Wie man seine Hände am besten sauber hält

Die meisten Menschen – nicht nur Kinder – sind nicht sehr gut darin, ihre Hände richtig zu waschen. Eine Studie von 2013, die von Borchgreving geleitet wurde, ergab, dass nur fünf Prozent der Leute ihre Hände nach dem Toilettengang so gründlich waschen, dass tatsächlich Bakterien abgetötet werden (hinzu kommt, dass ganze 10% ihre Hände gar nicht waschen – Männer waren hierbei in der Regel die schlimmsten Übeltäter). Die “beste“ Art, Bakterien abzutöten, besteht laut den Zentren für die Kontrolle und Vorbeugung von Krankheiten (CDC) darin, die Hände nass zu machen und dann mit Seife und kaltem oder warmem Wasser (beides funktioniert) zu waschen. Geh dabei sicher, dass du deine Hände für 20 Sekunden gründlich schrubbst, was ungefähr zweimal der Zeit entspricht, die es dauern würde, “Happy Birthday“ zu singen.

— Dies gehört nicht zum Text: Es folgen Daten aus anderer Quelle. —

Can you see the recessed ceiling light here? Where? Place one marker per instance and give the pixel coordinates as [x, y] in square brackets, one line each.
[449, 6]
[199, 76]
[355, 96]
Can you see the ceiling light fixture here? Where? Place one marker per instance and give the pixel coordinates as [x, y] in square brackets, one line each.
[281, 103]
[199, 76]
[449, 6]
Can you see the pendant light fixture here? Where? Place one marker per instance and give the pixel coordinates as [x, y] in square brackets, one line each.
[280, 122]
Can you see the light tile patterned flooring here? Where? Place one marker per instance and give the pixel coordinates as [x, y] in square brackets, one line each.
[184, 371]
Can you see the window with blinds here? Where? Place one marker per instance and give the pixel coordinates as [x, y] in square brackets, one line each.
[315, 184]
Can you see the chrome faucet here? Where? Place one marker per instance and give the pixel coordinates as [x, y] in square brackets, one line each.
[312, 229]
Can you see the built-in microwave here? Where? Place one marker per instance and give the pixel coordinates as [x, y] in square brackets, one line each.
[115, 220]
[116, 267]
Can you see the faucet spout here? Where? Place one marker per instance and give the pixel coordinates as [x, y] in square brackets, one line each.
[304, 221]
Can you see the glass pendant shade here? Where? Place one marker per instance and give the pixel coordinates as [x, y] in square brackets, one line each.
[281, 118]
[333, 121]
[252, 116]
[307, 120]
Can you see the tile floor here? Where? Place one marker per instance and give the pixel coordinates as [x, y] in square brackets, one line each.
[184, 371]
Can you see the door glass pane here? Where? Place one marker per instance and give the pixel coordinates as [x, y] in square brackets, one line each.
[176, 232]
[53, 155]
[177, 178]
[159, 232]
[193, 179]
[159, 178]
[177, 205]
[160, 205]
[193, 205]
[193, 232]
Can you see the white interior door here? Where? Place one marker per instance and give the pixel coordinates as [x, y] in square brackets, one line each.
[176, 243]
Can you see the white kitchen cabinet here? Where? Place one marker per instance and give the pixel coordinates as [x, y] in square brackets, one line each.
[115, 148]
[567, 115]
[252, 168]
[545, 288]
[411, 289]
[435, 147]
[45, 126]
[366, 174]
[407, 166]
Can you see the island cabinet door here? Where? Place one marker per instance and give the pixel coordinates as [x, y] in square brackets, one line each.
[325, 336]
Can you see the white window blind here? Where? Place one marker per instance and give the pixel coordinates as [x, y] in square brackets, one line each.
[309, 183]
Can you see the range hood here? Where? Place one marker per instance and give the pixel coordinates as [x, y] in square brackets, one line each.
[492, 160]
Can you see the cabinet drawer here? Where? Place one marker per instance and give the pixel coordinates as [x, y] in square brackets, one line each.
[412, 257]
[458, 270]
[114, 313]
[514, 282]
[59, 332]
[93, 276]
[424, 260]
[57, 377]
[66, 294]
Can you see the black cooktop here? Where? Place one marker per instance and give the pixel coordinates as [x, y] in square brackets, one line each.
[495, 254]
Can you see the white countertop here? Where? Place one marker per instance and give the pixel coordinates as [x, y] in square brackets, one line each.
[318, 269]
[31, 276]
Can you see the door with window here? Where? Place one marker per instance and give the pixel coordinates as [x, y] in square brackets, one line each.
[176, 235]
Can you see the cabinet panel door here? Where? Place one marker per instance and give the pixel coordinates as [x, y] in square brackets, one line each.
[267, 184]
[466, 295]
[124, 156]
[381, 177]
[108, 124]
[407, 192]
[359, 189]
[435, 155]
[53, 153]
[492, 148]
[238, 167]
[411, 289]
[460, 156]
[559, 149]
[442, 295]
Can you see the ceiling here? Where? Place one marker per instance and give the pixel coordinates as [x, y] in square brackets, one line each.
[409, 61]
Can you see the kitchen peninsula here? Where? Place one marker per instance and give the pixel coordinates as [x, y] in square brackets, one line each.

“Achte darauf, dass du dich auch zwischen den Fingern und um und unter den Nägeln wäschst. Und vergiss, wenn möglich, auch nicht das Handgelenk und den Unterarm“, so Borchgrevink.

Wenn dir keine Seife und Wasser zur Verfügung stehen, empfehlen die CDC die Nutzung eines Desinfektionsmittels auf Alkoholbasis. Prüfe das Etikett, um sicherzustellen, dass es mindestens 60 Prozent Alkohol enthält.

Ein weiterer wichtiger Faktor ist auch das richtige Abtrocknen! Tut man das nicht, dann kann es die Verbreitung von Bakterien laut einer Studie von 2010 sogar noch zusätzlich verschlimmern. Die Studie wurde im Journal of Applied Microbiology veröffentlicht. Sie ergab außerdem, dass die Nutzung von Papiertüchern (im Gegensatz zum Händetrockner) der effektivste Weg ist, sich die Hände abzutrocknen und die Übertragung von Bakterien zu verringern.